Today’s press release from Ebates bothered me a good deal. The cash-back shopping site recently surveyed 1,000 people and learned, among other things, that 49 percent use mobile devices to shop while waiting in line.
Apparently it “cures boredom.”
All the Internet at your fingertips – the chance to download millions of e-books for free, listen to amazing music, view more cat pictures than anyone really needs – and you decide to kill time by shopping?
Couple of things, here:
- How long are the lines in which you’re waiting?
- How’s your budget holding up under this anti-boredom tactic?
I understand that even five minutes in line can feel endless. It isn’t, since you do eventually get to go home. Even if it turned into half an hour of waiting, is there no other way to occupy your mind? (See “cat pictures” et al., above.)
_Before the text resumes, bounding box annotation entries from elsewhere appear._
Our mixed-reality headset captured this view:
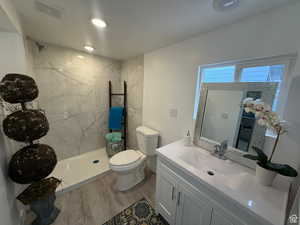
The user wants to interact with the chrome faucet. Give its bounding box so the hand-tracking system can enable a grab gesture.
[214,140,228,160]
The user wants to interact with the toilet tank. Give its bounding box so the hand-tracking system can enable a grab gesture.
[136,126,159,156]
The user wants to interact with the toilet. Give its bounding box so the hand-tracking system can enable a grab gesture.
[109,126,159,191]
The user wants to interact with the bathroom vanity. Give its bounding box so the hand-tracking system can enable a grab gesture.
[156,141,289,225]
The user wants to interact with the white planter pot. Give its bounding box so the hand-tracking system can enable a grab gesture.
[256,164,277,186]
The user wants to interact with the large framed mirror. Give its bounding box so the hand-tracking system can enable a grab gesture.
[194,82,278,165]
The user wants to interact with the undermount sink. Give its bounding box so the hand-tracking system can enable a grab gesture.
[179,150,239,176]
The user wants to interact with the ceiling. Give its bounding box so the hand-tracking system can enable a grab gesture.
[14,0,291,59]
[0,7,17,32]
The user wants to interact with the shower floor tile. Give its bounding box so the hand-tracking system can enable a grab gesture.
[25,172,156,225]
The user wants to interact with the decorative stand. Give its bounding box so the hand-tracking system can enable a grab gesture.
[0,74,61,225]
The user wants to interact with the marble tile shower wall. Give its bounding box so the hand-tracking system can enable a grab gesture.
[28,40,121,160]
[121,56,144,149]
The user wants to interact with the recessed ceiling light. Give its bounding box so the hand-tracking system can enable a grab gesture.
[84,45,95,52]
[91,18,107,28]
[213,0,240,11]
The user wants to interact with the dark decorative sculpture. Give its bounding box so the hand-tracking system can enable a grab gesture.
[3,109,49,142]
[0,73,39,104]
[9,144,57,184]
[0,74,61,225]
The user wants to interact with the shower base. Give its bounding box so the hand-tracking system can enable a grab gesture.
[50,148,111,195]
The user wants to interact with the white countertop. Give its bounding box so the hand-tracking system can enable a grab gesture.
[157,141,289,225]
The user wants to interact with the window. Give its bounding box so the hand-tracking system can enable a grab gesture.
[201,66,235,83]
[194,59,287,114]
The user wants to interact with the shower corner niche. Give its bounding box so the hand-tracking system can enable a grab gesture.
[0,74,61,225]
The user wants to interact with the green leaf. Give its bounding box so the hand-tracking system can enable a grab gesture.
[243,154,259,161]
[265,162,298,177]
[252,146,268,164]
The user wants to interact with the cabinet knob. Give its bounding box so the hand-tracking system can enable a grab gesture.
[172,186,175,200]
[177,192,181,205]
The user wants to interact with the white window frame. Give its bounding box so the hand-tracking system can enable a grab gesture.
[193,54,297,120]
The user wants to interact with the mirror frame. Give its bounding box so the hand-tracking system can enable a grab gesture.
[193,82,278,169]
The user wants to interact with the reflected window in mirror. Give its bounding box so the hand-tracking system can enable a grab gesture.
[194,55,295,156]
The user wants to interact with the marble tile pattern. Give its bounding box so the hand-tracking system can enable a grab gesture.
[28,40,121,160]
[121,56,144,149]
[25,172,156,225]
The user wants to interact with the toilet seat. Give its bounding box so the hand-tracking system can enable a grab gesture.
[109,149,146,171]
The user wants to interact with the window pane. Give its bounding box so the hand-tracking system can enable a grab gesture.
[201,66,235,83]
[240,65,285,111]
[240,65,284,82]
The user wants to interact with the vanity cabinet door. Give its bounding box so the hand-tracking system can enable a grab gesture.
[156,165,178,225]
[211,208,245,225]
[176,181,212,225]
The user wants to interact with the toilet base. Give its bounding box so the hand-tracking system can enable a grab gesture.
[116,163,145,191]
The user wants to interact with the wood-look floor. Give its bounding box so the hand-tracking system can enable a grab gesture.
[25,172,156,225]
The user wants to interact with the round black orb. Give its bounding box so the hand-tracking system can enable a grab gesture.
[9,144,57,184]
[3,109,49,142]
[0,73,39,104]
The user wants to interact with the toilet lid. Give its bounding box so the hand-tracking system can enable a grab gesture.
[110,150,142,166]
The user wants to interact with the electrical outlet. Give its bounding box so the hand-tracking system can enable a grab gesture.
[169,109,178,118]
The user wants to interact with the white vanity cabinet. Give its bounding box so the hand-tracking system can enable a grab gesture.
[156,140,289,225]
[175,180,212,225]
[156,161,248,225]
[156,165,178,224]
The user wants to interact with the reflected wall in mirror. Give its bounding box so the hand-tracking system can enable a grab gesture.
[196,82,278,155]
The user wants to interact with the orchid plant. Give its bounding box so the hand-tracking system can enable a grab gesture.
[243,98,298,177]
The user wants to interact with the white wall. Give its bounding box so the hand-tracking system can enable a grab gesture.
[0,0,22,33]
[143,2,300,167]
[0,32,28,225]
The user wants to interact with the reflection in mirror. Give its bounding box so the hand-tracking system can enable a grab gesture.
[196,82,278,155]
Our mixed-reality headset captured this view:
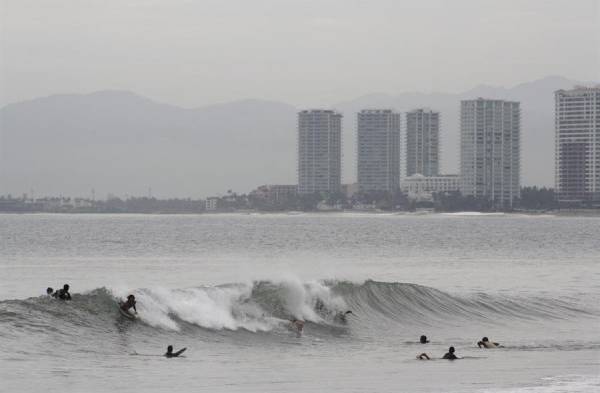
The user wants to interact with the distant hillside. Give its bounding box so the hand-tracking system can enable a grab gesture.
[0,91,296,197]
[0,77,592,197]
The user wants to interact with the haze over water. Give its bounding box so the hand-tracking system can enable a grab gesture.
[0,214,600,392]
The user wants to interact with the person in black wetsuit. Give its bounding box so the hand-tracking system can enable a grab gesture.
[52,284,71,300]
[477,337,502,349]
[417,347,460,360]
[442,347,458,360]
[165,345,187,358]
[121,295,137,314]
[333,310,353,323]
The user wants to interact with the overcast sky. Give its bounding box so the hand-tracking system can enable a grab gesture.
[0,0,600,107]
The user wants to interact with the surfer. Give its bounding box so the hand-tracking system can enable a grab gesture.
[164,344,187,358]
[417,347,460,360]
[442,347,458,360]
[334,310,353,323]
[121,295,137,314]
[290,318,304,336]
[477,337,502,349]
[52,284,71,300]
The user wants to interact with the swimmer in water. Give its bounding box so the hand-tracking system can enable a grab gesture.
[290,318,304,336]
[417,347,460,360]
[121,295,137,314]
[477,337,502,349]
[52,284,71,300]
[165,345,187,358]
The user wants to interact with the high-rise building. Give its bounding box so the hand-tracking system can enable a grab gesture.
[460,98,521,208]
[406,109,440,176]
[356,109,400,192]
[298,110,342,194]
[554,86,600,203]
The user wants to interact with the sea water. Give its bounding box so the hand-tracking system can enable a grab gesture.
[0,213,600,392]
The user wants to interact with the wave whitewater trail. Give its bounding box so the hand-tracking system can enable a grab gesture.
[0,280,598,340]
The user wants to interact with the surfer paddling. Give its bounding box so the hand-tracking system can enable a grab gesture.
[165,345,187,358]
[333,310,354,323]
[477,337,502,349]
[54,284,71,300]
[417,347,460,360]
[290,318,304,336]
[121,295,137,314]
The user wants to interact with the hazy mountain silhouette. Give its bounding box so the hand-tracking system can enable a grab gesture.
[0,77,589,197]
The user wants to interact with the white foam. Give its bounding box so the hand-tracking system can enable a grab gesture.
[481,375,600,393]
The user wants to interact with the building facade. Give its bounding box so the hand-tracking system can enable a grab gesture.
[250,184,298,203]
[356,109,400,192]
[554,86,600,203]
[406,109,440,176]
[400,173,460,201]
[298,110,342,194]
[460,98,521,209]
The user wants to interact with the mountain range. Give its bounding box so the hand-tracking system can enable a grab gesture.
[0,77,595,198]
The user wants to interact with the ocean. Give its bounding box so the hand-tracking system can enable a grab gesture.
[0,213,600,392]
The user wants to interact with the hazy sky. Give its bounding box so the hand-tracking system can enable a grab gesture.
[0,0,600,107]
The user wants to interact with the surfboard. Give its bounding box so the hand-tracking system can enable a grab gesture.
[118,304,137,319]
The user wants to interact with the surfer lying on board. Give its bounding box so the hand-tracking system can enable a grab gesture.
[333,310,352,323]
[477,337,502,349]
[54,284,71,300]
[121,295,137,314]
[417,347,460,360]
[165,344,187,358]
[290,318,304,335]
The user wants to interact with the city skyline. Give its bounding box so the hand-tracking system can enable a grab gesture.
[356,109,401,192]
[0,78,596,197]
[555,85,600,202]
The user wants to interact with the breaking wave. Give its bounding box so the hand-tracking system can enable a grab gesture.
[0,280,596,334]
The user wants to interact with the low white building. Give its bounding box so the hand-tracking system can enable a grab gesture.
[205,197,219,212]
[400,173,460,201]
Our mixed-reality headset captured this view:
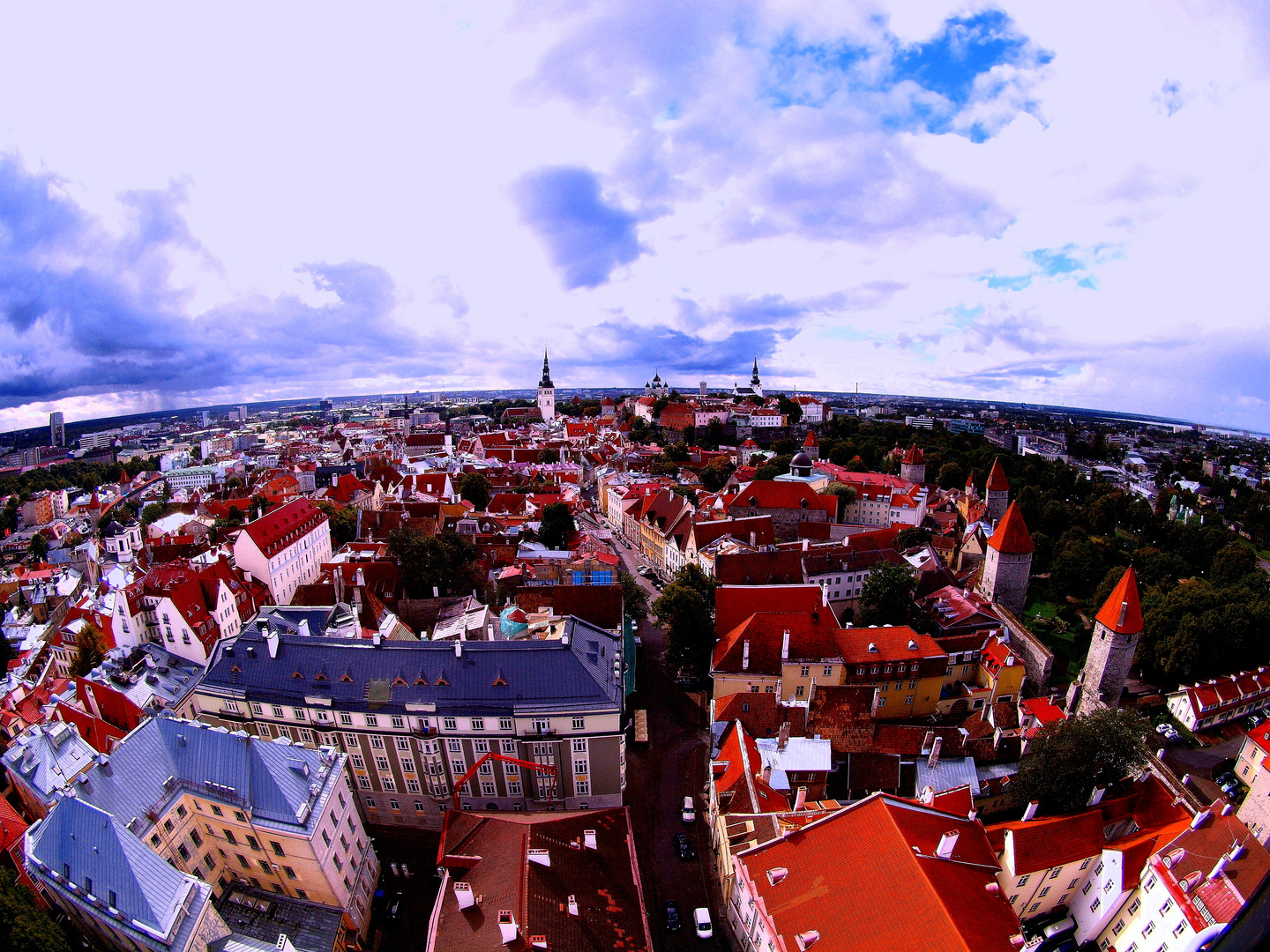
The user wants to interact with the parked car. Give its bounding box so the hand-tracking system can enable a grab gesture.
[666,899,682,932]
[675,833,698,859]
[692,906,713,940]
[681,797,698,822]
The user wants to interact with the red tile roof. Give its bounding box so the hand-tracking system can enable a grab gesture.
[988,502,1036,554]
[1097,565,1142,635]
[738,794,1020,952]
[715,585,825,637]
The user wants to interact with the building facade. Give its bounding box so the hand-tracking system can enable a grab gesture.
[194,618,626,829]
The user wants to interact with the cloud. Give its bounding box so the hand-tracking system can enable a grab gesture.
[0,156,436,406]
[432,274,471,320]
[514,167,643,291]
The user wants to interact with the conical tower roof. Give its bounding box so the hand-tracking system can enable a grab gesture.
[987,456,1010,493]
[1097,565,1142,635]
[988,502,1036,554]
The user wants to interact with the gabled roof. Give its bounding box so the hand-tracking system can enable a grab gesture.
[28,797,197,935]
[984,457,1010,493]
[1097,565,1142,635]
[738,793,1020,952]
[988,502,1036,554]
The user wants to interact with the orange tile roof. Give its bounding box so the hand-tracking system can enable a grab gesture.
[988,502,1036,554]
[1097,565,1142,635]
[738,794,1020,952]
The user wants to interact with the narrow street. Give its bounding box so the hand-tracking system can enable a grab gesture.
[584,509,730,952]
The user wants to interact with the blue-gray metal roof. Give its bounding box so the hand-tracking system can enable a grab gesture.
[78,713,341,828]
[203,618,623,710]
[29,797,194,934]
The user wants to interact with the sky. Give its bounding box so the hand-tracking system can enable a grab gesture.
[0,0,1270,430]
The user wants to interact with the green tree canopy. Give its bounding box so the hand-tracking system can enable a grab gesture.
[1010,709,1151,814]
[539,502,575,550]
[858,562,917,624]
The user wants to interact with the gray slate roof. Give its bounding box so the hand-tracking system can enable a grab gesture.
[28,797,196,935]
[4,721,96,804]
[203,618,623,713]
[78,712,341,830]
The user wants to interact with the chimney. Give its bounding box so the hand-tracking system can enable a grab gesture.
[455,882,476,909]
[497,909,519,946]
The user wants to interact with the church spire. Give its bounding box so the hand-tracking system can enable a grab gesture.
[539,348,555,387]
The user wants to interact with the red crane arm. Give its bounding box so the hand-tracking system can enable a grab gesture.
[452,750,557,810]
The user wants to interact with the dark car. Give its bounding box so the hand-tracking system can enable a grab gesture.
[675,833,698,859]
[666,899,684,932]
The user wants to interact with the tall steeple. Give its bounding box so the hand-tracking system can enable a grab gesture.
[539,348,555,423]
[539,348,555,387]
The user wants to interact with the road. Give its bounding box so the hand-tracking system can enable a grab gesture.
[579,502,730,952]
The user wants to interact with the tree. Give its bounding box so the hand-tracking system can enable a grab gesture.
[539,502,577,548]
[653,581,715,678]
[26,532,49,562]
[312,499,357,548]
[0,868,71,952]
[1010,709,1151,814]
[860,562,917,624]
[617,569,647,621]
[455,472,494,511]
[825,482,856,522]
[71,624,106,678]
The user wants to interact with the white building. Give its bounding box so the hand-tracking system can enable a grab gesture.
[234,499,330,606]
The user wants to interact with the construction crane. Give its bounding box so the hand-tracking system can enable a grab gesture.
[452,750,557,810]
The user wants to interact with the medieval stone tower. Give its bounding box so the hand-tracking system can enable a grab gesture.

Possibly some of these folks aren’t actually buying, just shopping – the equivalent of window-shopping in place. After all, some people can walk through a store and look at lots but leave empty-handed.
But the Internet is superb at creating need where none exists. Oh, that funny T-shirt would be perfect for your brother. A skin-care shop is having a sale on products in your favorite scent. What an interesting herbal tea sampler, and your tisane-loving BFF could use a little pick-me-up….
Throw in free shipping and you’re gone. As is a chunk of your budget.